Zweitens: Scholz erwähnte den bestehenden Euro-Rettungsschirm mit der Abkürzung „ESM“(Europäischer Stabilitätsmechanismus). Dieser ist in der letzten Schuldenkrise geschaffen worden, um Staaten zu unterstützen, die an den Finanzmärkten Probleme mit der Kreditaufnahme hatten. Griechenland, Zypern, Spanien und Portugal haben damals Milliarden aus dem ESM bekommen, mussten sich aber wirtschaftspolitisch einer Rosskur unterziehen. Die in Griechenland so verhassten
Kontrolleure der so genannten Troika soll es laut Scholz diesmal aber nicht geben. „Es geht nicht darum, ein volkswirtschaftliches Restrukturierungsprogramm sicherzustellen.“Vielmehr wolle man Hilfe leisten, damit die Staaten mit den wirtschaftlichen Folgen der Krise klarkommen. Scholz nennt ein Volumen: Bis zu zwei Prozent der Wirtschaftsleistung könne jedem Land an Krediten zugänglich gemacht werden. Im ESM stehen Kreditlinien von 410 Milliarden Euro zur Verfügung. Nach dem bisherigen Konzept könnten 250 Milliarden davon jetzt umgewidmet werden für die „Corona-Nothilfe“.

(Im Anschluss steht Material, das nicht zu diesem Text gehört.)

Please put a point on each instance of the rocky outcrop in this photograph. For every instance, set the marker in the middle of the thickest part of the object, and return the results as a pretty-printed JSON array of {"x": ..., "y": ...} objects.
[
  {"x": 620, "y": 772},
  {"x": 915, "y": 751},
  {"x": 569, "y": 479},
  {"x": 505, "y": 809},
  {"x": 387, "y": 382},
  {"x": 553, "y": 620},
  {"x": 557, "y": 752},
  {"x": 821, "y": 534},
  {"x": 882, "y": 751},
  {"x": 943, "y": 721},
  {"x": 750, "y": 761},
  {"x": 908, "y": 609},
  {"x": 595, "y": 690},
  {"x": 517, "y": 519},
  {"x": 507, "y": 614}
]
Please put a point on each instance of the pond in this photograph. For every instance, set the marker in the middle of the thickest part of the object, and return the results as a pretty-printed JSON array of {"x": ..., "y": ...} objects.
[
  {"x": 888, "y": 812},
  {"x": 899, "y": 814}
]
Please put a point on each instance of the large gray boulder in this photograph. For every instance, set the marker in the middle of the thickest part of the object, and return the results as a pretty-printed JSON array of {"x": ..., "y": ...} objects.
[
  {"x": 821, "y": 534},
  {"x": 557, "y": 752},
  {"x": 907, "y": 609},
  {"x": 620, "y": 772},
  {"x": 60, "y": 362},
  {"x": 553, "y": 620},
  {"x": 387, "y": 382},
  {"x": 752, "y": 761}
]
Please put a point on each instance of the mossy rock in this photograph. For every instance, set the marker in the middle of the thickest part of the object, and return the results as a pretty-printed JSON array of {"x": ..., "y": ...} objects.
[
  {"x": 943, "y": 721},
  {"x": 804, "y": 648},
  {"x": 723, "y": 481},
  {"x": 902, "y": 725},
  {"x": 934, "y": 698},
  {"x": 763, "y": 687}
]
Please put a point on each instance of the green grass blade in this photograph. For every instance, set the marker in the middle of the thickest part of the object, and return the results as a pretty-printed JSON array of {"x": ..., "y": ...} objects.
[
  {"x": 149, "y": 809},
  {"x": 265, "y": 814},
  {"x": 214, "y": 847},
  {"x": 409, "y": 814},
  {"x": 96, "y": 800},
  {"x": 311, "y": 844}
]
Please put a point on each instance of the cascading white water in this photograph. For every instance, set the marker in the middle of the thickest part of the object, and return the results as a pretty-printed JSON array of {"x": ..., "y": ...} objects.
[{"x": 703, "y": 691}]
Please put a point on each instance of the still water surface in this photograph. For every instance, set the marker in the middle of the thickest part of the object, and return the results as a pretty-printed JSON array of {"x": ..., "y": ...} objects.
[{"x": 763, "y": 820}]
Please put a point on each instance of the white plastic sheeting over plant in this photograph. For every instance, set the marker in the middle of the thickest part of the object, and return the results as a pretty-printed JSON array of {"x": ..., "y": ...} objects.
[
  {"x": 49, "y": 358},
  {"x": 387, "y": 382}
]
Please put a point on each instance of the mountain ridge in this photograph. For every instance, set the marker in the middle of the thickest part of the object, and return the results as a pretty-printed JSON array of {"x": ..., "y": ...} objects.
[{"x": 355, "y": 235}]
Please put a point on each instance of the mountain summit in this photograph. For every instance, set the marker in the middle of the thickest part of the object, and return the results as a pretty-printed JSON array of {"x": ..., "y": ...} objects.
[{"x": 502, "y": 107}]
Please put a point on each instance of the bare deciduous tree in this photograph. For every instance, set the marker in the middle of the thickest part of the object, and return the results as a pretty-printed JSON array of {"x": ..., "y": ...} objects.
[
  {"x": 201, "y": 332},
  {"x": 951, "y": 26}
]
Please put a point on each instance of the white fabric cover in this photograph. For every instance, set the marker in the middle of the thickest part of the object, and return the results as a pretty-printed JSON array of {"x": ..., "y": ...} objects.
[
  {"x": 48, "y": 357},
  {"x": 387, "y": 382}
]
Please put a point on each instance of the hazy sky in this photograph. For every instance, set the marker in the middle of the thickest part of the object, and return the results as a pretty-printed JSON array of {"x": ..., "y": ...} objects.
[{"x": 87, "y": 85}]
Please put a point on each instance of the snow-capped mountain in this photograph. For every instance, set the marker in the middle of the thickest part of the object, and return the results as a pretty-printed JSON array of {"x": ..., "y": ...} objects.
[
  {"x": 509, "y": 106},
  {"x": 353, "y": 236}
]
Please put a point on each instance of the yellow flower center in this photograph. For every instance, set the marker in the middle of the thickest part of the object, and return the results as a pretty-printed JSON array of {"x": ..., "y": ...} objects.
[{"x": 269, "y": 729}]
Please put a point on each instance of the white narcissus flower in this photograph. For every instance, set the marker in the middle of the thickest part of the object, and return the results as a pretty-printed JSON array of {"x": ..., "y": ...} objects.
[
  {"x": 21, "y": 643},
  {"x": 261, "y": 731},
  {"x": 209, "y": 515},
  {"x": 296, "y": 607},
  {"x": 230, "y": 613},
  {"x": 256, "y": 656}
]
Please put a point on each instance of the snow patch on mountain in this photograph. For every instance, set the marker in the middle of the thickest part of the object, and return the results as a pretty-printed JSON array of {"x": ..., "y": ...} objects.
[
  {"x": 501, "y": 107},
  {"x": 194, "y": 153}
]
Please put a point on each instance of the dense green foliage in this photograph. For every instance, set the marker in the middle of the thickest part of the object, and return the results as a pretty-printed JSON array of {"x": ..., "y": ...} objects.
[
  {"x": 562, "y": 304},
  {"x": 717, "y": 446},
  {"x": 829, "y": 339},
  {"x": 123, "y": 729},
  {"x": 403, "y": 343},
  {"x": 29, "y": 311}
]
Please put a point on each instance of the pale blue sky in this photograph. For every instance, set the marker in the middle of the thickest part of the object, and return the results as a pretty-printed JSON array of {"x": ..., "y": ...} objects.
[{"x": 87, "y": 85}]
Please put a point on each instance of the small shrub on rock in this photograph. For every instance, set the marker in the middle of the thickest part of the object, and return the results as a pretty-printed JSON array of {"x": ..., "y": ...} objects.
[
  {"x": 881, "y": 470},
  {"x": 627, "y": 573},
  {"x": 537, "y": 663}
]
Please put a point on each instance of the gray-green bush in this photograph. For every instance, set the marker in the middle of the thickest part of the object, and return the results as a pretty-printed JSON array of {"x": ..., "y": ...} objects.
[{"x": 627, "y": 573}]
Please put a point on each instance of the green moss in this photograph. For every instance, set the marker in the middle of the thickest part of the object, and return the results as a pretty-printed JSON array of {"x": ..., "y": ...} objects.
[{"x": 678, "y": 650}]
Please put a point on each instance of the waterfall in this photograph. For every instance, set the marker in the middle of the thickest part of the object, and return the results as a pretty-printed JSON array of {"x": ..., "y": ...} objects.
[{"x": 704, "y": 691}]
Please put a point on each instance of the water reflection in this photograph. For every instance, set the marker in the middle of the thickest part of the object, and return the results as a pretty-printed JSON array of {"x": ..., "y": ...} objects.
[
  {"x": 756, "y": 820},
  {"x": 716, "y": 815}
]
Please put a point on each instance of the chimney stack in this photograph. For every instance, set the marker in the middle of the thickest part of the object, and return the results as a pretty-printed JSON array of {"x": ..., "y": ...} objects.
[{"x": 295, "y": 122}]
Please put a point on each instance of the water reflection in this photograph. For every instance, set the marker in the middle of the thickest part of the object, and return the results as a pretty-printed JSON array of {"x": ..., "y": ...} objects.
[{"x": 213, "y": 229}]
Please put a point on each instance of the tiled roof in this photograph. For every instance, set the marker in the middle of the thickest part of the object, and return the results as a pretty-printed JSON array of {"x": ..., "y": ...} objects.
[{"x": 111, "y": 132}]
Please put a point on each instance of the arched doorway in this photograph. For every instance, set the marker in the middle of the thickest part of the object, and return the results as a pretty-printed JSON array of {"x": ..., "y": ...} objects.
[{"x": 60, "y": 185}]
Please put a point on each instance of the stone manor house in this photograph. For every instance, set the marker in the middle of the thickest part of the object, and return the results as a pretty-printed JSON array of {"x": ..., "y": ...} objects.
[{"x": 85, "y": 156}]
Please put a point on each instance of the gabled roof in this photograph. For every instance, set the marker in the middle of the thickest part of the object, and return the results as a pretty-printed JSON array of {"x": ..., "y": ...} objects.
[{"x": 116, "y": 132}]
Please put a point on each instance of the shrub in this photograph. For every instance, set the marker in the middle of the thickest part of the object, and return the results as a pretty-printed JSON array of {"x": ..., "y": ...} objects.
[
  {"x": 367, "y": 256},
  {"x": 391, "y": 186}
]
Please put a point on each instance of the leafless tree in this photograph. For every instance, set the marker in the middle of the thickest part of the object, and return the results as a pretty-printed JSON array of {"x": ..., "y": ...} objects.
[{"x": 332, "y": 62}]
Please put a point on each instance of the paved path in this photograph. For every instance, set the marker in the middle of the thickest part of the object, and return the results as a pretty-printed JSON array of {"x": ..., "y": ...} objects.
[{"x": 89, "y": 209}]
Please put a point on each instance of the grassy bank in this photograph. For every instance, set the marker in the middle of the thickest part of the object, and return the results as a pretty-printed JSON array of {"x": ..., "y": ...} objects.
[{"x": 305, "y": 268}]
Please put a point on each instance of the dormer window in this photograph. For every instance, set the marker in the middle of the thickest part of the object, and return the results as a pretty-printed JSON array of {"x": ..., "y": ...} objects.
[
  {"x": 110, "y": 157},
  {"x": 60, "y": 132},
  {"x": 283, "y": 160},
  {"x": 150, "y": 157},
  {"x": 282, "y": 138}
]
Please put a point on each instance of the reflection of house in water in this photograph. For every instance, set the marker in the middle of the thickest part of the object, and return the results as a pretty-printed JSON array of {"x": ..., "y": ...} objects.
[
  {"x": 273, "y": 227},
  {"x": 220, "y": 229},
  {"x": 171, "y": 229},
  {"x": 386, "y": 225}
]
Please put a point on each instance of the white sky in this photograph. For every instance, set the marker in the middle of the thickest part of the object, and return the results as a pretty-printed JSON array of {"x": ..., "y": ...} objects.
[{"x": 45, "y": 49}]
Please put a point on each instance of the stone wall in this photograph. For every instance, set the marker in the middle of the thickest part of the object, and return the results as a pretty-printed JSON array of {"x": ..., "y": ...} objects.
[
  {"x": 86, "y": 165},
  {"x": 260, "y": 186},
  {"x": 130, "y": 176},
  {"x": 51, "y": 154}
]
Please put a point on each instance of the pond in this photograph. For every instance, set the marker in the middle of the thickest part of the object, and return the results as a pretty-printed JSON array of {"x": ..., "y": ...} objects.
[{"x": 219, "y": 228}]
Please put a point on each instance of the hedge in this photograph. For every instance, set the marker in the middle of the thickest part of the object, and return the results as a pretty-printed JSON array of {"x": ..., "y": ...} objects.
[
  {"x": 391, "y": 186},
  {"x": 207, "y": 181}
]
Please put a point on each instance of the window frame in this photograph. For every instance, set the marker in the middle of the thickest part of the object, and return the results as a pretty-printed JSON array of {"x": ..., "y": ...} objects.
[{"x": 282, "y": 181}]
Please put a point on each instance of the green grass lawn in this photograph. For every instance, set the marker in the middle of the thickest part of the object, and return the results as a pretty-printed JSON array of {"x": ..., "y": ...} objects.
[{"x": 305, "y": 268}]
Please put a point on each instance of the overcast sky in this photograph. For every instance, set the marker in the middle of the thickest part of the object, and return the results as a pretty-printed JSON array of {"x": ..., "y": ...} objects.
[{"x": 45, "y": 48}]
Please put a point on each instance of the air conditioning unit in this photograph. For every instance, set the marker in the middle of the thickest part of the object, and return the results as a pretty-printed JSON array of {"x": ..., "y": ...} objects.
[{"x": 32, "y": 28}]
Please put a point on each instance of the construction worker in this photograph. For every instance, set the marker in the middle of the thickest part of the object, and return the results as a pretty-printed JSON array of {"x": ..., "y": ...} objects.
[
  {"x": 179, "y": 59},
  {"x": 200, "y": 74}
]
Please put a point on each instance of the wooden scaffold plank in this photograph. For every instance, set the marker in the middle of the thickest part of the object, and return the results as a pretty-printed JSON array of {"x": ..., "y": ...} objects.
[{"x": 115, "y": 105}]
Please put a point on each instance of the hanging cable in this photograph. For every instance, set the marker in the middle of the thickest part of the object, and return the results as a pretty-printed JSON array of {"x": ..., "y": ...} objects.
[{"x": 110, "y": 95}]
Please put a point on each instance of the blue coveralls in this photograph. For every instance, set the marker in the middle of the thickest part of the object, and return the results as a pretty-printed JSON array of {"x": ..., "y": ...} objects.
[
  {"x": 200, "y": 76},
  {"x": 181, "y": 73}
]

Drittens: Das Instrument, mit dem Deutschland in der Finanzkrise viele qualifizierte Arbeitsplätze gerettet hat, soll auf ganz Europa ausgerollt werden – das Kurzarbeitergeld. 100 Milliarden Euro könnte Mitgliedstaaten dafür zur Verfügung gestellt werden. Da die EU keine Schulden aufnehmen darf, müssten die Mitgliedstaaten 25 Milliarden Euro als Sicherheiten für entsprechende Kredite
zur Verfügung stellen.
Keine Rede ist bei Scholz von den „Corona-Anleihen“. Auch nicht bei Portugals Finanzminister Mario Centeno, der das Treffen leitet und sich zuvor so vehement für die gemeinsamen Schuldtitel eingesetzt hatte. Doch die Corona-Anleihen bleiben auf dem Tisch. Unausgesprochen. Das Lager um Italien, Frankreich und Spanien will zumindest durchsetzen, dass eine gesamtschuldnerische Kreditaufnahme später kommt. Wann? Wenn es darum geht, die darniederliegende Wirtschaft wiederaufzubauen. Scholz weiß: Eine Einigung auf die drei zuvor genannten Instrumente wird es nur geben, wenn Italien und Co. zumindest eine vage Perspektive haben, nach der akuten Pandemie der gemeinsamen Schuldenaufnahme näher zu kommen.